The centralizer of $C^r$-generic diffeomorphisms at hyperbolic basic sets is trivial

TL;DR

This paper proves that for a broad class of hyperbolic dynamical systems, the centralizer is trivial, confirming a long-standing conjecture for generic diffeomorphisms and exploring properties of specific examples.

Contribution

It establishes the triviality of $C^r$-centralizers on hyperbolic basic sets and for generic transitive Anosov diffeomorphisms, and characterizes centralizers of linear Anosov diffeomorphisms.

Findings

Trivial $C^r$-centralizers on hyperbolic basic sets.

Existence of a linear Anosov diffeomorphism with a non-trivial centralizer.

Elements in the centralizer preserve maximal entropy measures.

Abstract

In the late nineties, Smale proposed a list of problems for the next century and, among these, it was conjectured that for every $r\ge 1$ a $C^r$-generic diffeomorphism has trivial centralizer. Our contribution here is to prove the triviality of $C^r$-centralizers on hyperbolic basic sets. In particular, $C^r$-generic transitive Anosov diffeomorphisms have a trivial $C^1$-centralizer. These results follow from a more general criterium for expansive homeomorphisms with the gluing orbit property.

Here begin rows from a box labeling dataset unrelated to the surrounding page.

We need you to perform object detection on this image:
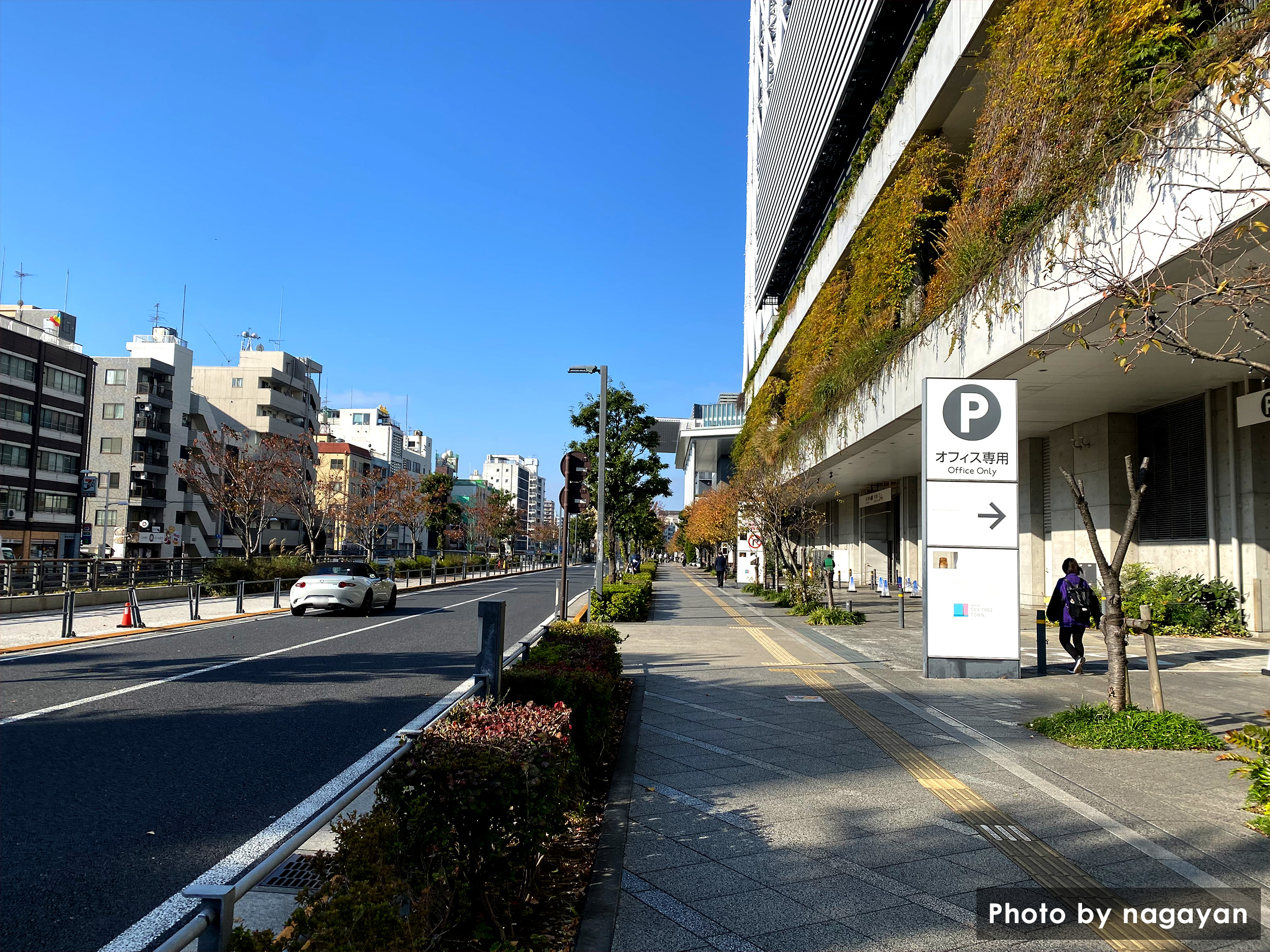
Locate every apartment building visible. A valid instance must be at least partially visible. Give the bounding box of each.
[401,431,432,479]
[480,454,533,552]
[190,345,322,442]
[85,327,190,559]
[316,434,373,552]
[433,449,459,479]
[0,301,93,559]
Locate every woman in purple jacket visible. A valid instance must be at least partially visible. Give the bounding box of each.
[1045,559,1102,674]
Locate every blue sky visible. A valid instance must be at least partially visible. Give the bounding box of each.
[0,0,748,508]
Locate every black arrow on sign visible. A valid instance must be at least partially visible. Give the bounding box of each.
[979,503,1006,530]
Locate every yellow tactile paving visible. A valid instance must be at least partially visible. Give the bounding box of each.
[690,576,1189,952]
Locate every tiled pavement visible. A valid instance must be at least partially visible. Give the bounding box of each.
[614,568,1270,952]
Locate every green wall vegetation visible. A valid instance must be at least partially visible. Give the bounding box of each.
[733,0,1270,466]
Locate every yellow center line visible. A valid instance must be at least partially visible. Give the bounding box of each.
[688,576,1188,952]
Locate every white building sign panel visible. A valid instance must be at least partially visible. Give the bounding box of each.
[922,377,1020,678]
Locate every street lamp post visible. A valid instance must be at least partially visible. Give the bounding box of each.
[569,365,609,596]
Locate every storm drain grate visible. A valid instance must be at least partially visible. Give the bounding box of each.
[261,853,323,891]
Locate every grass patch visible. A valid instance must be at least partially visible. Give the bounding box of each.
[1024,702,1226,750]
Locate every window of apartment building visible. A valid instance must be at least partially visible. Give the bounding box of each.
[40,406,84,437]
[1138,398,1208,542]
[0,354,36,382]
[0,398,30,424]
[36,449,79,472]
[45,365,84,396]
[36,493,76,513]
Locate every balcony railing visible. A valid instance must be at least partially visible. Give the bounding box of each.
[132,414,172,433]
[137,381,172,400]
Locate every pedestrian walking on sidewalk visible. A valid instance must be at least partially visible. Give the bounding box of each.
[1045,559,1102,674]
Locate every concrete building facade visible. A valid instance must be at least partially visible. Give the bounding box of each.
[0,301,94,559]
[742,0,1270,642]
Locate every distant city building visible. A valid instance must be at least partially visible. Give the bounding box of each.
[0,301,94,559]
[322,406,406,472]
[433,449,459,477]
[482,454,543,551]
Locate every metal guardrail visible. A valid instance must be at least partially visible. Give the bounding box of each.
[147,592,589,952]
[0,556,559,596]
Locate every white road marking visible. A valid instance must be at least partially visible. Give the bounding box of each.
[0,586,516,728]
[102,604,584,952]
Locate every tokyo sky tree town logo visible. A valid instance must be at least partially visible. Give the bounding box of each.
[944,383,1001,441]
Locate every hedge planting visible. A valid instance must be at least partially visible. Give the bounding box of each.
[231,701,576,952]
[231,622,622,952]
[503,622,622,784]
[592,566,653,622]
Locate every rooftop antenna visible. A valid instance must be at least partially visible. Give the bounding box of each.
[13,261,35,307]
[269,290,287,350]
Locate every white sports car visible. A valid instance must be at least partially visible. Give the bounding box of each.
[291,563,396,614]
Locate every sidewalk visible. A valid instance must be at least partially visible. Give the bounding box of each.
[614,566,1270,952]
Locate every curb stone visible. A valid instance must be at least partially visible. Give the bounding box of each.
[573,674,644,952]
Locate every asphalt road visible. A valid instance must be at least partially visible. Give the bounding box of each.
[0,568,592,952]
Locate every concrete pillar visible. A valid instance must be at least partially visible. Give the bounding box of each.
[1019,437,1046,609]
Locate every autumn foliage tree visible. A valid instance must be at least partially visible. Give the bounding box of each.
[173,424,277,555]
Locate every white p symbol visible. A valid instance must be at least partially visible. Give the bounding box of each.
[962,393,988,433]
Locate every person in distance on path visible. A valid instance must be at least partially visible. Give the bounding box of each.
[1045,559,1102,674]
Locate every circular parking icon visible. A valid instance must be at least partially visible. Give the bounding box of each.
[944,383,1001,441]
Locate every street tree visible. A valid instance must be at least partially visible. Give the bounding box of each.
[173,424,277,556]
[734,461,833,601]
[1059,456,1151,711]
[569,386,671,581]
[1031,51,1270,378]
[683,482,739,571]
[401,472,464,556]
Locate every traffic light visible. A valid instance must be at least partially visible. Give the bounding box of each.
[560,449,591,515]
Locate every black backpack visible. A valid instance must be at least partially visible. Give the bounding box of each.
[1067,579,1094,627]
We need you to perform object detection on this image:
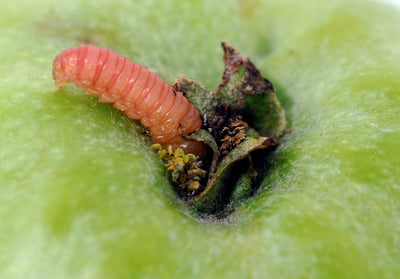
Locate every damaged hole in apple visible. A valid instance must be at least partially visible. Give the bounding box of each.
[158,42,286,218]
[53,42,286,218]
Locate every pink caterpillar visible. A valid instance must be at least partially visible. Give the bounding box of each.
[53,45,204,156]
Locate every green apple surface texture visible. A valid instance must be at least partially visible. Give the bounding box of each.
[0,0,400,279]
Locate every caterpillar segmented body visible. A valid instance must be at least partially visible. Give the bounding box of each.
[53,45,204,156]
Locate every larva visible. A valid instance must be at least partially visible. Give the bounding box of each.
[53,45,204,156]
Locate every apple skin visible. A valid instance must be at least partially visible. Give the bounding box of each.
[0,0,400,278]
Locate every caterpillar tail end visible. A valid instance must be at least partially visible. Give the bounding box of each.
[52,55,65,90]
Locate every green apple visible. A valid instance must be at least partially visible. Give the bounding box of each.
[0,0,400,279]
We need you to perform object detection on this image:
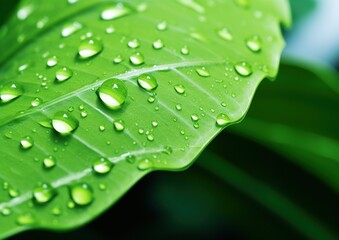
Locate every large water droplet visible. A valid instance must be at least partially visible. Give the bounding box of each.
[61,22,82,37]
[195,67,210,77]
[0,83,24,103]
[20,136,34,150]
[97,79,127,109]
[234,62,252,77]
[16,213,35,226]
[113,120,125,132]
[246,35,262,52]
[218,28,233,41]
[137,74,158,91]
[43,155,56,169]
[33,183,56,204]
[101,3,132,20]
[127,38,140,48]
[55,67,73,82]
[70,183,94,206]
[153,39,164,50]
[78,37,104,59]
[174,84,185,94]
[92,157,114,174]
[138,158,153,170]
[47,56,58,67]
[52,111,79,135]
[129,52,145,66]
[216,113,231,127]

We also construct a linear Anosov diffeomorphism on $\mathbb T^3$ with discrete, non-trivial centralizer and with elements that are not roots. Finally, we prove that all elements in the centralizer of an Anosov diffeomorphism preserve some of its maximal entropy measures, and use this to characterize the centralizer of linear Anosov diffeomorphisms on tori.